A New Hampshire construction worker recently filed a complaint with the Occupational Safety and Health Administration (OSHA) claiming he and other workers were exposed to asbestos and mercury at Eversource’s Schiller Station.
Deputy Regional Director of the U.S. Labor Department’s Office of Public Affairs Joanna P. Hawkins confirmed OSHA received the complaint concerning the power plant station work.
The worker is employed by Manafort Brothers, Inc. where he said, “employees are not adequately protected while removing materials containing asbestos and mercury.” A letter from OSHA to Manafort Brothers stated they “received a notice of a safety and/or health hazard at your worksite at 400 Gosling Road, Portsmouth.”
The letter continues, “We have not determined whether the hazards, as alleged, exist at your workplace and we do not intend to conduct an inspection at this time. However, since allegation of violation and/or health hazards have been made, we request that you immediately investigate the alleged conditions and make any necessary corrections or modifications.”
Asbestos exposure can lead to mesothelioma, a deadly cancer.
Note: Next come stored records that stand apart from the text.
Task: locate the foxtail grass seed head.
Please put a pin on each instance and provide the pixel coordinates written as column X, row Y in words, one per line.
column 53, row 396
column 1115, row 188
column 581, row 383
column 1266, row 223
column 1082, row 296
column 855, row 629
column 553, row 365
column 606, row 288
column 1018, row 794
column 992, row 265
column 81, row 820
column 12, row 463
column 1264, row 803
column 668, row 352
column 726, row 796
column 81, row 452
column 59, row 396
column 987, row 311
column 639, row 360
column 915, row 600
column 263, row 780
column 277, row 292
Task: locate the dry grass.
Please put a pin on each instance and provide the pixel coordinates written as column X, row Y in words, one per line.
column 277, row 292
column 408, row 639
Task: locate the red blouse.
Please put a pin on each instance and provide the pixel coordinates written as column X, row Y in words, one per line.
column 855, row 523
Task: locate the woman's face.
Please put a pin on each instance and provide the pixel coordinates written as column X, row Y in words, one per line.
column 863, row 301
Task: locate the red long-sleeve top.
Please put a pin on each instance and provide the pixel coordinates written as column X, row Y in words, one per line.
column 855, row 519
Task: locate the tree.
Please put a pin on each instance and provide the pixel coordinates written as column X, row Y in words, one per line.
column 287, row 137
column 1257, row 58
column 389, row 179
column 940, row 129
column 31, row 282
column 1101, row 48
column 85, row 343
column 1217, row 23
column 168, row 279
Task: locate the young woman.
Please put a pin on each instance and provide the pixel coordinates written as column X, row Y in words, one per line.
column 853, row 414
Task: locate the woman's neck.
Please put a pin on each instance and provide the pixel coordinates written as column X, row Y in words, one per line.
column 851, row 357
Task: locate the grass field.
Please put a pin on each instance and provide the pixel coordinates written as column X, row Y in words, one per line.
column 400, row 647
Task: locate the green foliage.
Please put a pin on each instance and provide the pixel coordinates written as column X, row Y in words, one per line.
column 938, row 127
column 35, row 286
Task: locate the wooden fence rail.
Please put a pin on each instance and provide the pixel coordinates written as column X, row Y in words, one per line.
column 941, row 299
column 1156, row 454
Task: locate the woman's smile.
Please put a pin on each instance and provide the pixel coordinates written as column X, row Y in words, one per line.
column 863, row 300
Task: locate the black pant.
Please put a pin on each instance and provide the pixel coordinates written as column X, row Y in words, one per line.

The EPA notes, “In general, the greater the exposure to asbestos, the greater the chance of developing harmful health effects.”
According to Manager of Media Relations for Eversource Martin Murray, the company “engaged Manafort Brothers, Inc. to dismantle retired equipment that had been in place at Schiller Station.”
“This project is related to the process of selling its generating facilities, and has been approved and authorized by the N.H. Public Utilities Commission,” reads Murray’s statement.
The statement continues, “The work was taking place within a sealed, contained zone. Eversource was made aware by Manafort that OSHA received an anonymous complaint regarding the potential of mercury and asbestos exposure, and that one of Manafort’s employees had also voiced concerns.”
Immediately following the notification of the complaint, Manafort supposedly halted work and hired more health and safety experts and consultants to review working conditions and take action.
Work will not begin again at the station in Portsmouth “until all data is received and analyzed by the experts and any and all issues are fully addressed.”